President Obama plans to introduce a new package of cybersecurity legislation on Tuesday that, among other measures, will grant companies partial immunity from lawsuits whenever they quickly share data on cyber threats with the Department of Homeland Security. "We’ve got to get something in place that allows both industry and government to work more closely together," an unnamed White House source told The Washington Post.
Those indicators of cyber threats would immediately be shared with other government agencies like the FBI, NSA, and Secret Service, as well as private-sector Information Sharing and Analysis Organizations (ISAOs). But Obama's latest package — which comes after the massive hack against Sony Pictures Entertainment and earlier attacks directed at major US retailers — contains many other provisions designed to heighten cybersecurity.
Companies would be shielded against lawsuits for sharing attack details
It will allow for the prosecution of people found to be selling or renting out the botnets (often used in distributed denial of service attacks) and authorize courts to shut them down if criminal activity is detected. Obama's legislation would also make illegal the overseas sale of stolen US financial data, such as the personal information that spread across the web like wildfire after the Home Depot hack. It would not permit private sector companies to retaliate against hackers, though.
According to Politico, Homeland Security and the Attorney General will also "develop guidelines for the receipt, retention, use and disclosure of cyber threat data within the federal government" under the legislation. That last part is of particular interest to the Electronic Frontier Foundation; wary of the intelligence community's snooping tendencies, the EFF wants to ensure that private details aren't carelessly exchanged between government agencies like DHS and the NSA. "DHS needs to take an active lead role in ensuring that unnecessary personal information is not shared with intelligence authorities," a spokesperson told The Washington Post.

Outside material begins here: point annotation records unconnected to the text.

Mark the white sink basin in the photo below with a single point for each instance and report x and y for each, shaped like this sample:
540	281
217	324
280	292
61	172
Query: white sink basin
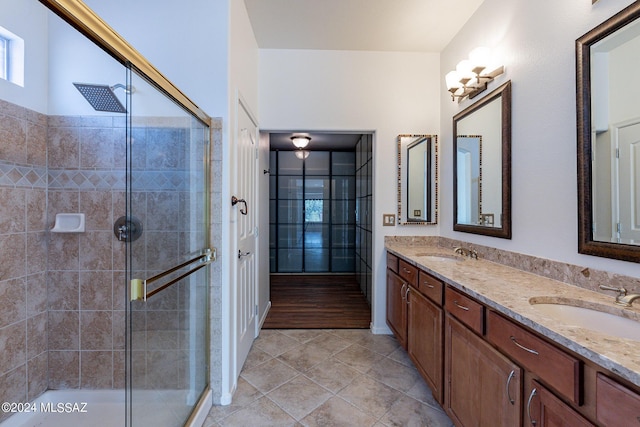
592	319
445	258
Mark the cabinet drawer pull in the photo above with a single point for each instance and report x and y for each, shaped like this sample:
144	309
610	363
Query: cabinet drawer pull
533	393
511	375
522	347
460	306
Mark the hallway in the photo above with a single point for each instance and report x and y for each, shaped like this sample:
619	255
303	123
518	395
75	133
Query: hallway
346	377
325	301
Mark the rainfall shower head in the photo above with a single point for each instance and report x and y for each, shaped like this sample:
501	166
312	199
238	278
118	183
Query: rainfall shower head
102	97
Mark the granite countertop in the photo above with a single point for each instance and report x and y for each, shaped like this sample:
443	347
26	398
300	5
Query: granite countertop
508	290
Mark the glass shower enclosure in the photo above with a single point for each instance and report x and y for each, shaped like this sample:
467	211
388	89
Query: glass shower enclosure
166	233
158	147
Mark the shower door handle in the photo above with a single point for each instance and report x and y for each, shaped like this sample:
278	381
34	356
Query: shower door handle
235	201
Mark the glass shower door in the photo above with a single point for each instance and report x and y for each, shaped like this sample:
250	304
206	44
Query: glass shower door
166	229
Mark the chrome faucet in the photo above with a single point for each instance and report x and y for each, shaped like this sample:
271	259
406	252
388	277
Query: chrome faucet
461	251
623	298
471	253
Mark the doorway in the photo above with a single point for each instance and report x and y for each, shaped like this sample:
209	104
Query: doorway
320	230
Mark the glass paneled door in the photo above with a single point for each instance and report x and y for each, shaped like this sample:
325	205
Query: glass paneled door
312	212
167	258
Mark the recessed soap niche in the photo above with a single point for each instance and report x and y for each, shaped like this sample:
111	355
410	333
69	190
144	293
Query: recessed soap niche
69	223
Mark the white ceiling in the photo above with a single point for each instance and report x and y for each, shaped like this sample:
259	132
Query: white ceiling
369	25
373	25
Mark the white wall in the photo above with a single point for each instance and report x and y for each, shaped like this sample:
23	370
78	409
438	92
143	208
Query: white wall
387	93
189	45
28	20
536	43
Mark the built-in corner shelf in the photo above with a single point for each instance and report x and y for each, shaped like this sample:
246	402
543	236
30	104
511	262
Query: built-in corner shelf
69	223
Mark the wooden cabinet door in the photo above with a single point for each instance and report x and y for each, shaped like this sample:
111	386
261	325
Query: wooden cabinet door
397	307
482	387
425	340
616	405
544	409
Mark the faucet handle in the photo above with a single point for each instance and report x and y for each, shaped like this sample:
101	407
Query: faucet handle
620	291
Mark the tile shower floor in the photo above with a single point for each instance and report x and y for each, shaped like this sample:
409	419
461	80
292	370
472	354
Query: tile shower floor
338	377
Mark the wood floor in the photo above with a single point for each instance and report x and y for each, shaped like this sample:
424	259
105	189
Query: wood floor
317	302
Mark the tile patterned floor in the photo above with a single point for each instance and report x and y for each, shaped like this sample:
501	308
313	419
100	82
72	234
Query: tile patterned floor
340	377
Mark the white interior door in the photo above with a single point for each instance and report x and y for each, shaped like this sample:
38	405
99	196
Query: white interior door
629	183
246	239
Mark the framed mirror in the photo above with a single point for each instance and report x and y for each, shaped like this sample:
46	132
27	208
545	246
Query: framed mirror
608	124
417	179
482	166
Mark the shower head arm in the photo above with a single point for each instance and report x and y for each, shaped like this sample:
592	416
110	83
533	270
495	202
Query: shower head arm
127	89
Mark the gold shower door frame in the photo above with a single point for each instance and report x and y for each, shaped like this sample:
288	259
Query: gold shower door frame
196	271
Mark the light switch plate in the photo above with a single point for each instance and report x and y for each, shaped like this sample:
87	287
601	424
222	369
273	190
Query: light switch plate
388	219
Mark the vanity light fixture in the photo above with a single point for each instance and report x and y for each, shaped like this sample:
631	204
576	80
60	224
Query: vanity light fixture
472	75
302	154
300	141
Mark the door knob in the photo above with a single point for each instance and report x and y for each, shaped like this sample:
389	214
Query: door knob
235	201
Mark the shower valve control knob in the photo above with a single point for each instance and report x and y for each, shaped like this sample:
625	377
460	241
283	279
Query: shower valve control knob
122	233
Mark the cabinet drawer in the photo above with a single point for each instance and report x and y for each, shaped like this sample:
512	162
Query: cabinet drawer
468	311
430	287
408	272
392	262
552	365
616	405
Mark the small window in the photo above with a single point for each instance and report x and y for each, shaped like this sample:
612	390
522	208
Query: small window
4	57
11	57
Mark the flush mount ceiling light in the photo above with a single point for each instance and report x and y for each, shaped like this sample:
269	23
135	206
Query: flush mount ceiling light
300	141
472	75
302	154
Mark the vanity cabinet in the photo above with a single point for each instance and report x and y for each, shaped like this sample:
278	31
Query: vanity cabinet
555	367
616	405
483	387
415	315
544	409
397	306
425	329
487	369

Obama's plan must somehow pass through Congress first
Privacy advocates are also concerned with the legal immunity granted to private sector companies being overly broad — especially if they end up needlessly disclosing sensitive, personal information. But the White House says that won't be a problem, noting that companies will need to stick closely to privacy restrictions like "removing unnecessary personal information" and carefully safeguarding the data necessary to qualify for the lawsuit protection. More often than not, the information being exchanged between private companies and the government will pertain to the method of attack, not the content that hackers are after, according to the administration.
Obama's latest attempt to ramp up US cybersecurity efforts also includes two proposals introduced Monday: forbidding companies from selling student data and urging hacked businesses to notify consumers of a cyber attack within 30 days. With a Republican-controlled Congress, Obama may face long odds in passing this package of proposals, but he'll be meeting with GOP leaders in an attempt to find common legislative ground this week. Obama will outline the full vision of his plan during a visit to the Department of Homeland Security today at 3PM.